3. セグメント化(Segmenting)
原文を意味のある最小単位(通常は1文)に分割して表示し、翻訳作業をしやすくする機能です。
1つのセグメントに対して1つの訳文を対応させることで、作業の見通しが良くなり、チーム翻訳でも整合性を保つことができます。
4. 一致率マッチング(Match Rate)
翻訳メモリにすでに登録されている文との類似度をパーセンテージで表示する機能です。例えば「完全一致(100%)」「部分一致(75〜99%)」などの指標が表示され、翻訳者はこれを参考に効率的な判断ができます。
一致率が高いほど再利用しやすく、納期の短縮にもつながります。
5. QAチェック機能(Quality Assurance)
数値や日付の誤記、用語の不一致、訳漏れ、句読点のミスなどを自動検出する機能です。これにより、ヒューマンエラーを最小限に抑え、高い品質の翻訳を安定的に提供することが可能になります。

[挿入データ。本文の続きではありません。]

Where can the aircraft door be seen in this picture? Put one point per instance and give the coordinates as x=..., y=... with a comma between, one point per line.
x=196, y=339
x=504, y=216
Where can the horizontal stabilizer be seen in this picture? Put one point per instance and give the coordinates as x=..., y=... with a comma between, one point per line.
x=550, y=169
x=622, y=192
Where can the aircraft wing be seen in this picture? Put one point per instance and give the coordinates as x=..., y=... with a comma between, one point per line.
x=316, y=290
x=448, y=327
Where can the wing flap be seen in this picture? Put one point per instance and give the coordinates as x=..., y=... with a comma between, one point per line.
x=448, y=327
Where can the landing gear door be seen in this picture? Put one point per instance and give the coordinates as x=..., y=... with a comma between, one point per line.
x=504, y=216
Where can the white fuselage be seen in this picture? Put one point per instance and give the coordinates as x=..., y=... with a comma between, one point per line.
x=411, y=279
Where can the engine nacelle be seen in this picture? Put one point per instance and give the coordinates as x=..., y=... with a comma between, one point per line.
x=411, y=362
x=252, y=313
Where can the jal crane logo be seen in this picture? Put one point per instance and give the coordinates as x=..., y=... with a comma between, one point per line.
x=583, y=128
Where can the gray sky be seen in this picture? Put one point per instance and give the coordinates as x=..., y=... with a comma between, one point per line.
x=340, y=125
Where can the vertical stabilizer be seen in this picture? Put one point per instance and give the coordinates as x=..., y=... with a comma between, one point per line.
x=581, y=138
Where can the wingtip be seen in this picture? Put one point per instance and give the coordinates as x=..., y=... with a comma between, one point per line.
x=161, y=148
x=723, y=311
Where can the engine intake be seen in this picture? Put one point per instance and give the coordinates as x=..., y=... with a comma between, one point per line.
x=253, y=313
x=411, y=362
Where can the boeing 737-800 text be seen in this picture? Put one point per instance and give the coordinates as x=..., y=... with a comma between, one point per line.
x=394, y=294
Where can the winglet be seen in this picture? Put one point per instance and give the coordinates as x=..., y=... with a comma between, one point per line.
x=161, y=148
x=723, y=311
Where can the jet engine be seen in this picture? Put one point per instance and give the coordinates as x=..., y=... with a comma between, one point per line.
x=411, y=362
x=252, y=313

最終チェックの強い味方として、多くの翻訳会社が重視しています。- まとめ:CATツールは翻訳の「質と効率」を両立させる
CATツールは、翻訳作業の効率化だけでなく、「一貫性のある高品質な翻訳」を実現するための強力なサポートツールです。
翻訳会社では、これらの機能を活用しながら、クライアントのブランドや専門性に配慮した翻訳サービスを提供しています。
「大量の文書を短期間で翻訳したい」「業界用語の表記を統一したい」といった課題をお持ちの場合は、CATツールを活用する翻訳会社への依頼が最適な選択肢となるかもしれません。